AI Research Engineer - Applied Scientist Compilers

at Nvidia

📍 Santa Clara, United States

USD 152,000-241,500 per year

MIDDLE

✅ On-site

Used Tools & Technologies

Not specified

Required Skills & Competences
Tag name is followed by "@" symbol and proficiency level value. About proficiency levels:

1-2 — basic awareness. Minimal hands-on experience, and a rudimentary understanding of the technology's purpose;

3-6 — daily use. Comfortable and regular usage, capable of handling common tasks and challenges related to the technology;

7-9 — you are an expert, you can teach others, you know all the pitfalls and tricks;

10 — exceptional knowledge, comprehensive understanding, and adeptness in all aspects of the technology, including advanced problem-solving. Think twice before claiming or demanding such level.

Python @ 6 Machine Learning @ 3 Hiring @ 3 Experimentation @ 3 CUDA @ 3 GPU @ 3 AI @ 3 Reinforcement Learning @ 3 Profiling @ 3 Prompt Engineering @ 3

Details

NVIDIA's GPUs are at the core of modern AI infrastructure, from training large-scale models to running inference in production. This position focuses on software and compiler engineering that enable GPU acceleration for modern machine learning models. The team develops AI-based compiler solutions that integrate with NVIDIA's software stack.

Responsibilities

Help trailblaze company efforts in applying AI within conventional compilation pipelines.
Design and implement AI-based technology addressing core problems of low-level GPU programming.
Build training pipelines for supervised fine-tuning and reinforcement learning (RL/RLHF-style or policy optimization variants).
Define model inputs/outputs over low-level compiler representations.
Develop evaluation frameworks to measure code quality, runtime, compile-time overhead, and correctness.
Intelligent (domain/task-based) prompt engineering.
Collaborate with compiler engineers to integrate learned policies into production toolchains.
Prototype and iterate on model architectures, prompts, and fine-tuning strategies for scheduling and allocation tasks.
Create datasets from compiler traces, optimization passes, and target-specific performance signals.
Apply RL techniques to optimize for downstream objectives (performance, spill reduction, instruction-level parallelism, etc.) and run rigorous experiments, ablations, and benchmarking across workloads and hardware targets.

Requirements

M.S. or PhD degree in Computer Engineering, Computer Science, or a related technical field (or equivalent experience).
5+ years of experience building AI/ML systems.
Strong software engineering skills in Python and at least one systems language (C++ preferred).
Hands-on experience training/fine-tuning large models (Transformers, PEFT/LoRA, distributed training).
Solid understanding of machine learning fundamentals and experimentation best practices.
Experience with reinforcement learning (e.g., policy gradients, actor-critic, offline RL, bandit-style optimization).
Knowledge of prompt-engineering techniques.
Ability to work across research and engineering, from prototype to production.

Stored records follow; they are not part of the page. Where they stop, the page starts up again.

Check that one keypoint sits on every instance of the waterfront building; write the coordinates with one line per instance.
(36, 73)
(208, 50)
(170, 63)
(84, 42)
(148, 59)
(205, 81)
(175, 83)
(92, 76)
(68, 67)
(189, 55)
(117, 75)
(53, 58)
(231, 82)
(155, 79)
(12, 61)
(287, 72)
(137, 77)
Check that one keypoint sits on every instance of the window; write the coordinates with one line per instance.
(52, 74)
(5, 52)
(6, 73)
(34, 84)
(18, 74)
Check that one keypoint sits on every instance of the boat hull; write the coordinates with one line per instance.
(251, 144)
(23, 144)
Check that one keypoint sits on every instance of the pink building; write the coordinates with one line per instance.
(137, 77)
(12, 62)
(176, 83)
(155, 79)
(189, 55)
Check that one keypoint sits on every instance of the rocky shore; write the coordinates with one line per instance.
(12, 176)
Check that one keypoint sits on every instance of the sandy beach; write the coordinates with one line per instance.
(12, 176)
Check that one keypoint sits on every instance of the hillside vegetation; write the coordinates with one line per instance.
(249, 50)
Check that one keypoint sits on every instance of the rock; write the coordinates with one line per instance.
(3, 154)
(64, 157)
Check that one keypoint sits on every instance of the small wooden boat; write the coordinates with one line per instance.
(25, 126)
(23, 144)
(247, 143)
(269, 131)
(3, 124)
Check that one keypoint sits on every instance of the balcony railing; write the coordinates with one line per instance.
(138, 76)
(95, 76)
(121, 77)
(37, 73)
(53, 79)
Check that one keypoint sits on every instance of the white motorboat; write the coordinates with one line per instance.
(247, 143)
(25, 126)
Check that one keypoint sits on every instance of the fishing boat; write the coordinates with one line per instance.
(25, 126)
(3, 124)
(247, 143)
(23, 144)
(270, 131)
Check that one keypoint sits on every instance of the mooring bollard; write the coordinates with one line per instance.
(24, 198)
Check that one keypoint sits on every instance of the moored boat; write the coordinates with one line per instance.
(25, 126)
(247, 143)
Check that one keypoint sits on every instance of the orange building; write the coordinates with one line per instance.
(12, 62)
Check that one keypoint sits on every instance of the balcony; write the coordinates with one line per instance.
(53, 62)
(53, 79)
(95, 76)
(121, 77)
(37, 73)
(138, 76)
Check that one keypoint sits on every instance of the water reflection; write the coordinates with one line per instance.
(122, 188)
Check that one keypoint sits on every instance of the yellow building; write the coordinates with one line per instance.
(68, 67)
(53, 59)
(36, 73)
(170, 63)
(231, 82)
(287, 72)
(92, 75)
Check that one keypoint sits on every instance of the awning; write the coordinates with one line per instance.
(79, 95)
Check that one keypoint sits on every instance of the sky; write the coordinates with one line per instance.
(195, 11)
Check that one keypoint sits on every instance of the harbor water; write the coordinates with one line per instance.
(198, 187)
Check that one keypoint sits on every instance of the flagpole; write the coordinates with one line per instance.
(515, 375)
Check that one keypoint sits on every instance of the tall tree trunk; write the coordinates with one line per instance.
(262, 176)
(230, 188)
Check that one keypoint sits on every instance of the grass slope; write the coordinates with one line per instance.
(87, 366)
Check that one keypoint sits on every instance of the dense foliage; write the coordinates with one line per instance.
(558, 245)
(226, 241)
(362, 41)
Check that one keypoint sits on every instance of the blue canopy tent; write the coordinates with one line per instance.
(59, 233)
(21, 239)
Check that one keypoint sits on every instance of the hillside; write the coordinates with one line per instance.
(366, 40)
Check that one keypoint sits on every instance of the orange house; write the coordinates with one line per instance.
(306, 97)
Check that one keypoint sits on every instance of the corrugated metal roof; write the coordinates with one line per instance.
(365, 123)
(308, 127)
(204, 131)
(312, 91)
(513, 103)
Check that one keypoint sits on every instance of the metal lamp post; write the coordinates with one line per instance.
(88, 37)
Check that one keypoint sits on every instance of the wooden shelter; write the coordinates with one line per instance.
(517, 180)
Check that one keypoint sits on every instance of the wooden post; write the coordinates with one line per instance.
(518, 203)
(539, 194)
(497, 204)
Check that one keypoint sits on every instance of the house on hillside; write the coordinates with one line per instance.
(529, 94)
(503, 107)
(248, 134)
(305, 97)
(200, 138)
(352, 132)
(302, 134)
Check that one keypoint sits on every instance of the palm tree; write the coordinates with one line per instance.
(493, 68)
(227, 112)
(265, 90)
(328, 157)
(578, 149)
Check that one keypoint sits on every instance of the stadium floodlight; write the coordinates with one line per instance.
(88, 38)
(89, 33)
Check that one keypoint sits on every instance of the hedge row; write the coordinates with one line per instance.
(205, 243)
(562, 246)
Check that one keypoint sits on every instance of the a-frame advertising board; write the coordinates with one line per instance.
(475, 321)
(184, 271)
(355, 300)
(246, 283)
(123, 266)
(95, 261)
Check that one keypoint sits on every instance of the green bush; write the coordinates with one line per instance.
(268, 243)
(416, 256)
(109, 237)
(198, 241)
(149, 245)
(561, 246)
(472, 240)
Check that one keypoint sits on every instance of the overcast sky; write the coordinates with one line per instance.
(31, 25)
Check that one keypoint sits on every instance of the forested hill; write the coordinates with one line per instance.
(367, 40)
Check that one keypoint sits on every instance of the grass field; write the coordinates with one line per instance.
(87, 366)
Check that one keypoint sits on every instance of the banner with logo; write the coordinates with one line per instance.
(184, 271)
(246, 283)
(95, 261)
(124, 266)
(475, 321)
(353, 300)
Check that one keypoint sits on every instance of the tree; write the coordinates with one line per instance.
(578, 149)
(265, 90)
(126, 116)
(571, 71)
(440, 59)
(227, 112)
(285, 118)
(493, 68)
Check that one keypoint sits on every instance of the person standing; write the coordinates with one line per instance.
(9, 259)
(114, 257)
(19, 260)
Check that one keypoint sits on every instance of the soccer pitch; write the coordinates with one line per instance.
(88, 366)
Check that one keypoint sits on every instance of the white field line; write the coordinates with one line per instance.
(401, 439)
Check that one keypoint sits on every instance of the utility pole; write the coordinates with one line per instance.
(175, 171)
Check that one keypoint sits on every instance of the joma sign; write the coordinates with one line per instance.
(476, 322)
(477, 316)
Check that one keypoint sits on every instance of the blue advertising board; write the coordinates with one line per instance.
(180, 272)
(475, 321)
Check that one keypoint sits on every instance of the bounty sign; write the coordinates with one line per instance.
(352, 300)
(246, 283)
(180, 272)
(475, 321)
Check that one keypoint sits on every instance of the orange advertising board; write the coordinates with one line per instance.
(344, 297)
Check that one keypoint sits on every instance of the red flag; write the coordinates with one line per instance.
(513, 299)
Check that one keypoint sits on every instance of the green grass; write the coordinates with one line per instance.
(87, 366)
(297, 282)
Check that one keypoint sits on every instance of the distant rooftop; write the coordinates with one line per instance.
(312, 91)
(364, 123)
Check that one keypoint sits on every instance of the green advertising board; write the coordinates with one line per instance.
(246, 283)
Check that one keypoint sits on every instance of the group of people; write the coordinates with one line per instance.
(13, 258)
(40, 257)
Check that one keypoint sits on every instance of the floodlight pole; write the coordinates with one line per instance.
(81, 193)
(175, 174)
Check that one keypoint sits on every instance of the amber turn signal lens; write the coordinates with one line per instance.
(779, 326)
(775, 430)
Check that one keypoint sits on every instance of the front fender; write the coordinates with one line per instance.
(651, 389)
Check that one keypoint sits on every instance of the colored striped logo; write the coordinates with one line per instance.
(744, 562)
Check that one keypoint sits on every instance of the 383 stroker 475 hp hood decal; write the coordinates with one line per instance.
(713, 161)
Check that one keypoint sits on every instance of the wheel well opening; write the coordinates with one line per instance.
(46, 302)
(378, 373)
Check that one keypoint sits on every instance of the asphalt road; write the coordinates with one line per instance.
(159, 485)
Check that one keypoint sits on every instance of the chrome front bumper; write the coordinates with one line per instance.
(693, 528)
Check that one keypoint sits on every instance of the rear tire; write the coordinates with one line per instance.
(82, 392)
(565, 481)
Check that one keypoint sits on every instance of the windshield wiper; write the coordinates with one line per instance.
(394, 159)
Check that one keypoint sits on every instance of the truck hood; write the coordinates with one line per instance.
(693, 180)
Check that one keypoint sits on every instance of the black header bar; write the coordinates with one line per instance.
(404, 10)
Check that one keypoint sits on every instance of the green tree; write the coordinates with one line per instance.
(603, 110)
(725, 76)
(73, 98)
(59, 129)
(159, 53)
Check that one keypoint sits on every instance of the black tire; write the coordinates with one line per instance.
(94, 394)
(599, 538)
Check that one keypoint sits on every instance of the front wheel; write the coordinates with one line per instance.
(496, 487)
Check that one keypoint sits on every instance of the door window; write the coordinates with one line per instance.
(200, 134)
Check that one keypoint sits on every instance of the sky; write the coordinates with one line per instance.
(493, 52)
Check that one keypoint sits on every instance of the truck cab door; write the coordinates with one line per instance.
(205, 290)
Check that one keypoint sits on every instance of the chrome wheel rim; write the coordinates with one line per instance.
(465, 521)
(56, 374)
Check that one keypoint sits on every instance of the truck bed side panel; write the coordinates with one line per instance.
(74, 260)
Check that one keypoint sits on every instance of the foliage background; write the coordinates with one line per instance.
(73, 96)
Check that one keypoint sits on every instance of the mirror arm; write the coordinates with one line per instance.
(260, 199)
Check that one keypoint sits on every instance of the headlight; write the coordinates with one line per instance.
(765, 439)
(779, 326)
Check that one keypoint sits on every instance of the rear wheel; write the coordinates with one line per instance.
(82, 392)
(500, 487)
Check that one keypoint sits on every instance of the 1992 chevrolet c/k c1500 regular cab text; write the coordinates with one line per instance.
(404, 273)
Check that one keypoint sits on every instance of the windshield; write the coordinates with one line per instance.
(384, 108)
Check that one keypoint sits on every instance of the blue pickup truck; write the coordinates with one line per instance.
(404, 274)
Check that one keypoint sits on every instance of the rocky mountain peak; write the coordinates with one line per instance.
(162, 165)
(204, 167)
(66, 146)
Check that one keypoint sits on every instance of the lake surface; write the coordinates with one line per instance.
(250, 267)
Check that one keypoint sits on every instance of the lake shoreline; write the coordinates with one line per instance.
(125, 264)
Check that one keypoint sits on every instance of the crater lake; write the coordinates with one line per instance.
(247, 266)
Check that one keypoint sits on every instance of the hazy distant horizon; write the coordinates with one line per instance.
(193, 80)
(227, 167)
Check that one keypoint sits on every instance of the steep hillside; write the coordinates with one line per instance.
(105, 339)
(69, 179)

Preferred / Ways to Stand Out

Distributed training/inference at scale.
Experience working with the NVIDIA NeMo framework.
Understanding of GPU performance, experience with benchmarking suites and performance profiling tools.
Formal methods or static analysis familiarity for correctness guarantees.
CUDA programming experience.

Compensation & Benefits

Base salary range: 152,000 USD - 241,500 USD (base salary will be determined based on location, experience, and pay of employees in similar positions).
Eligible for equity and benefits (link provided in original posting).

Additional Information

Applications for this job will be accepted at least until April 26, 2026.
This posting is for an existing vacancy.
NVIDIA uses AI tools in its recruiting processes.
NVIDIA is an equal opportunity employer and states non-discrimination in hiring and promotion practices.